Relevant LIBOR timescales

By the end of 2020 – lenders should be in a position to offer non-LIBOR linked loan products. All new loan documentation entered into after this date (including those documenting the refinance of existing loan facilities) should include either (i) an alternative rate to LIBOR or (ii) mechanisms for conversion by the end of 2021.

  • End of Q1 2021 – no new sterling LIBOR linked loan products with maturity dates extending beyond the end of 2021 should be issued
  • Mid 2021 – lenders should have established formalised plans to amend all legacy contracts (with maturity dates extending beyond the end of 2021) to enable a transition to an alternative rate by the end of 2021
  • End of 2021 – all should be prepared for LIBOR to cease.

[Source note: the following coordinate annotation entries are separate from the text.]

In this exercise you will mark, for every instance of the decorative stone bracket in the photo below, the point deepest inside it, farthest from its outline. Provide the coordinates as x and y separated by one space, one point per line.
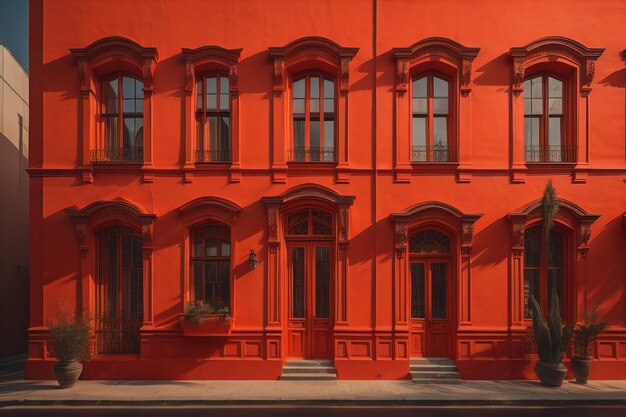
555 48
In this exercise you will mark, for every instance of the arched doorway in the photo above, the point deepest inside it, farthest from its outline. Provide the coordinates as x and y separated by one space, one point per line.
119 289
310 240
431 287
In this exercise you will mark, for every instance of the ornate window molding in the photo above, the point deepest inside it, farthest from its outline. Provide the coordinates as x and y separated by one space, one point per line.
200 61
199 214
575 225
309 54
309 196
576 63
460 227
98 216
96 62
454 60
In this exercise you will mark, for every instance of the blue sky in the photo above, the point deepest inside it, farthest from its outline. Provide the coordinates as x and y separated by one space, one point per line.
14 28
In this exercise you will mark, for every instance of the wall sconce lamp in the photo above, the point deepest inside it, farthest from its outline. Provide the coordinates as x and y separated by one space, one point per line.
252 260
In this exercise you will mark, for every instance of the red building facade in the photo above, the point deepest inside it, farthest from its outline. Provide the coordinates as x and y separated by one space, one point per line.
351 181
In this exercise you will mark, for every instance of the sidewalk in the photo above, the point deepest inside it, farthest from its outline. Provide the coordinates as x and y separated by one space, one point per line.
334 393
15 391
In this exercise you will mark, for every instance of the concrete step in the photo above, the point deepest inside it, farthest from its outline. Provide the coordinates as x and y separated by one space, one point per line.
288 369
308 377
437 381
432 368
435 375
309 362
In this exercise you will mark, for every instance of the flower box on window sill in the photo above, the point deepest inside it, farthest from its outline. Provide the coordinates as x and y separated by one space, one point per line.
211 325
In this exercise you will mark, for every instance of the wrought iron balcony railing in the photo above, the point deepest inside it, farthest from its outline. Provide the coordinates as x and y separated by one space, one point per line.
117 155
213 156
315 154
550 154
118 335
434 154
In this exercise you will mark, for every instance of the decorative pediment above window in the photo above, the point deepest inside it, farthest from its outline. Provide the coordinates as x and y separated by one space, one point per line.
553 49
312 52
120 212
116 54
206 208
211 58
441 50
431 213
569 214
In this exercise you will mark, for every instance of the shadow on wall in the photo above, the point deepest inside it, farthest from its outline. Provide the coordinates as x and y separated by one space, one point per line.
14 265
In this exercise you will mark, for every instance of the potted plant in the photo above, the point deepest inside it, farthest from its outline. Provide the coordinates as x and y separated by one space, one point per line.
551 340
69 335
204 319
584 335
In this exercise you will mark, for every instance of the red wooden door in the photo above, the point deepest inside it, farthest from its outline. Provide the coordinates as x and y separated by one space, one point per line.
310 279
431 321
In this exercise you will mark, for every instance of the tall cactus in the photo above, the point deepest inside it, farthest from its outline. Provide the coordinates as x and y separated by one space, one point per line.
551 337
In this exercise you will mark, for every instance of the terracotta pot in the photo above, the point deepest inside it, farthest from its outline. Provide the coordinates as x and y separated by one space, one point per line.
581 369
67 372
550 374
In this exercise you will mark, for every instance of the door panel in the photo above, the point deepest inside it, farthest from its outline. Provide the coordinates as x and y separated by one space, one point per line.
431 323
310 284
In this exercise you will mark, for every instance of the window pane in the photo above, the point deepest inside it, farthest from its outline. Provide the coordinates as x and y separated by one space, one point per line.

Practical steps for borrowers

  1. Engage with your lenders on the cessation of LIBOR as early as possible. Useful information can be found on the websites of the FCA, BoE and Loan Market Authority (LMA)
  2.  Take advice from your relevant advisors to assess the likely impact the cessation of LIBOR may have and to establish a plan for dealing with the transition. There will almost certainly be financial implications
  3. Engage with your lender(s) to commence the process of amending affected contracts to include conversion mechanisms if needed.

We anticipate that many of our borrower clients will need support over the next 12 months preparing for this transition. To that end we have partnered with Vivadum Ltd to host a webinar on 8 December 2020 to provide you with the information needed to navigate the transition. If you are interested in joining our free webinar, further details and booking information can be found here.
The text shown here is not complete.